Un bar à Mareuil-sur-AÿThe café/bar was closed for the day.

We of course tasted and bought some champagne in Mareuil. First we stopped in at the Billecart-Salmon winery, which we had heard of. We went up a big stone staircase to a glass-fronted office where a well-dressed woman was sitting in front of her computer, with her back to us. We stood for a minute, waiting for her to notice us. When she did, she came out and asked how she could help us. I said we'd like to do a tasting — une dégustation — but she said that wouldn't be possible. Tastings were by appointment only, and we didn't have an appointment. The place felt very snooty.

Then we drove down the street to Guy Charbaut's wine house, where I had stopped last June. We went in and a woman came out of a much less fancy office to greet us. We asked if we could taste and buy some wine, and she said Oui, bien sûr. She took us across a courtyard to a big banquet room that was fairly rustic or down-home in style. She poured us tastes of three or four wines, and we bought more than a dozen bottles.

LogoWe like the Charbaut champagnes a lot.

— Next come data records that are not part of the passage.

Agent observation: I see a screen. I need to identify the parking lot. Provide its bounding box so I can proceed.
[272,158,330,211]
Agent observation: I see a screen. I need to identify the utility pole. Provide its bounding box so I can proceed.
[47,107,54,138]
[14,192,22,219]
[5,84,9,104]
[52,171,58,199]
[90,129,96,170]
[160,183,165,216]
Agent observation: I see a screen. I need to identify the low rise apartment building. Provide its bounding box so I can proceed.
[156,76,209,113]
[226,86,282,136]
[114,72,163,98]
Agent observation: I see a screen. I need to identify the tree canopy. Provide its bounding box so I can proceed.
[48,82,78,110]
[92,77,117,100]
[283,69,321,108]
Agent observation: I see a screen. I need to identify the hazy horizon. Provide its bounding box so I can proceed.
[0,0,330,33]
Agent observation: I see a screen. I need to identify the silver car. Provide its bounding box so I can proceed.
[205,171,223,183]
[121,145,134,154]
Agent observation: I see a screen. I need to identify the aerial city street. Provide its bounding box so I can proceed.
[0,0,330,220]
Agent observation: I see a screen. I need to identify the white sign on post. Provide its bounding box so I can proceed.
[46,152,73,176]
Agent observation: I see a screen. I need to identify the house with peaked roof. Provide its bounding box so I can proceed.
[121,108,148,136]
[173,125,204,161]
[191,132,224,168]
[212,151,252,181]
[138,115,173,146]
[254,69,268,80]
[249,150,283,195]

The woman turned out to be the recently deceased Guy Charbaut's daughter-in-law. She and the younger Monsieur Charbaut, her husband, now run the business. It was nice of her to take as much time as she did to talk to us about the wines and pour the tastes. She told us that she and her husband had been to New York 12 or 13 years ago and had dinner in the Windows on the World restaurant on top of the World Trade Center. So we talked about September 11, 2001, for a few minutes. Madame Charbaut was down-to-earth and charming.


  1. The town looks deserted - was it lunchtime or just closing day ?!!

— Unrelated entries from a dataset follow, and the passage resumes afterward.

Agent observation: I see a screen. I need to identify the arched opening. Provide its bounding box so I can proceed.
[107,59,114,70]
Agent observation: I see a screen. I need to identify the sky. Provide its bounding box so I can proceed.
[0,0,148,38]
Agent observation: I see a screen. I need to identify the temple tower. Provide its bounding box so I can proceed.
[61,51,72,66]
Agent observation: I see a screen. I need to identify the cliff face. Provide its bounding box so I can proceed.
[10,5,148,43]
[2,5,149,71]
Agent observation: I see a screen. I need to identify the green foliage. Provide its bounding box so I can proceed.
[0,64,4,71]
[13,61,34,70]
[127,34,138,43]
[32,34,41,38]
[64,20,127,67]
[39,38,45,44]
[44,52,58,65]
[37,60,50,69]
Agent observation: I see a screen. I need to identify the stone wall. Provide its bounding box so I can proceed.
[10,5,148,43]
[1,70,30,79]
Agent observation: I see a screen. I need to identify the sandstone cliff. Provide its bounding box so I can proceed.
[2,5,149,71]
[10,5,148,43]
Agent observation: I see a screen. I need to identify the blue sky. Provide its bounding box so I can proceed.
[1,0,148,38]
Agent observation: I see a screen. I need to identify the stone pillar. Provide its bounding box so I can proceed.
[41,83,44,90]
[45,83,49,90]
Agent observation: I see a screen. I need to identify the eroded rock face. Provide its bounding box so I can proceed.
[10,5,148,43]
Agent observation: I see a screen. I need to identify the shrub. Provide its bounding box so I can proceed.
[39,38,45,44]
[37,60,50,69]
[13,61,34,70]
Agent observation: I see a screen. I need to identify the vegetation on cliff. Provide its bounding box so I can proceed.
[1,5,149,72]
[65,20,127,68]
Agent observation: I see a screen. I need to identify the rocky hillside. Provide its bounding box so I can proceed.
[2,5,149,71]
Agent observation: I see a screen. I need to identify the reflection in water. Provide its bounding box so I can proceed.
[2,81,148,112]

    Thinking about it, an awful lot of France looks closed all the time, but in reality there's a hive of activity behind those doors and shutters.

  2. France is begining to close for the winter.... but obviously the B-C [I can't type it... it sounds like someone being sick] winery has closed!! They don't know how to do business.... or they've got more than they can handle [being generous?] The second house you visited not only was more welcoming... but got some free publicity into the bargain as well as some direct trade...NOW, that's business!!
    WV is appropriate..."underc"... I'll bet that the wine you bought "underc"ut the former by a long way.... after all... someone's got to pay for the staircase!!

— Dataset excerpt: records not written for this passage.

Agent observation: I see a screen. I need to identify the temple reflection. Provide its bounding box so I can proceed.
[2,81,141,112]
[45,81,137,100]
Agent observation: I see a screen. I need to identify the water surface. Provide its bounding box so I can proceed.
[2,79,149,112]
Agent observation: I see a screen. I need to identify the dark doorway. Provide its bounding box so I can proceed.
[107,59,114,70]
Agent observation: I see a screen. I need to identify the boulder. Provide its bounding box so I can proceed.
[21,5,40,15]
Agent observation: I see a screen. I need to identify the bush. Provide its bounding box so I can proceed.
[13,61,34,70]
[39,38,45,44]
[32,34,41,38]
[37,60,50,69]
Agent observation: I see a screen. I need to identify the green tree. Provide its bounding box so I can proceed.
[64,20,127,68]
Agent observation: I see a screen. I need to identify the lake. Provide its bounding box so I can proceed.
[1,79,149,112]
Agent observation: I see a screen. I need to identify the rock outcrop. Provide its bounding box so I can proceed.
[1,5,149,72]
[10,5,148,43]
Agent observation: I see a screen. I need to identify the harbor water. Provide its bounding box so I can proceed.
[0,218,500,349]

  3. I see you've discovered the difference between a big Champagne house like Billecart-Salmon and a little one (probably a grower Champagne) like Guy Charbaut. B-C doesn't need to accomodate visitors, as their Champagne sells for high prices all over the world. We spent a week in the Aube region of Champagne several years ago, where small grower Champagnes are the norm, and everyone was always so welcoming.

  4. What a clean environment, I thought this village is the most clean village in the world.

  5. I hope the owner of the welcoming cave will someday read your blog and realize that she her time with you was well spent.

    I recently had a kir at a restaurant on Hilton Head Island and thought of your trip and needed a little champagne myself;)

  6. Hello Scyrene, how do you pronounce your name? See-rehn as in French, or Sy-reen as in English?

    I do know how to pronounce Mesnil in French. The S is silent but the L is pronounced: [may-NEEL]. For all these names, the Champenois pronunciation is standard French, and yes, you might be going nuts. Just kidding.

    My transcription is designed to help Anglophones figure out how to pronounce French words, including place names. I say Mareuil is three syllables because it is virtually three syllables for speakers of English. The slight glide at the end of the word is not an English phenomenon, but French. I don't think many English-speakers would know how to pronounce /ma'rœj/ or /ma.rø.i/, as in your transcription.

  7. That's very helpful, thanks! It all makes sense now :)

    I pronounce my name sigh-reen /sairin/, but you can say it however you like!

  8. Dear,

    After 3 articles we only discover your blog.

    We would like to thank you for this kind article on our Champagne House Guy Charbaut!

    Hope to see you again while you will visit Champagne area again.